En términos prácticos, ver nubes aborregadas significa que la atmósfera está en movimiento y que podrían presentarse cambios en el clima. Son un indicador útil para anticipar variaciones en temperatura, viento o la posible llegada de lluvia. Más allá de su valor científico, también tienen un componente estético y cultural: un cielo lleno de borreguitos suele ser señal de un sistema atmosférico dinámico, un recordatorio de que la atmósfera está en constante transformación. Observarlas puede ser una forma de leer el estado del tiempo, pero no de predecir eventos geológicos.
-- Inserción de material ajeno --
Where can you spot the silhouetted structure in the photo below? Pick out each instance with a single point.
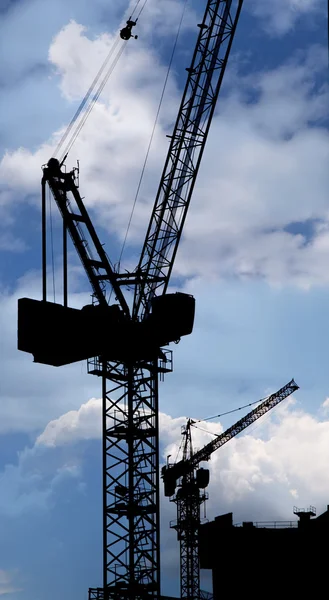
(279, 559)
(185, 482)
(124, 342)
Las nubes aborregadas han sido interpretadas durante generaciones como una señal de que “algo va a pasar”, y en parte esa idea tiene fundamento cuando se habla de cambios en el clima. Sin embargo, la ciencia demuestra que su alcance se limita a procesos atmosféricos y no a fenómenos como los sismos. Comprender su origen permite apreciar su belleza sin atribuirles significados que no tienen. Al final, mirar al cielo sigue siendo una forma de anticipar el tiempo, pero también de cuestionar cuánto de lo que creemos tiene realmente base en la realidad.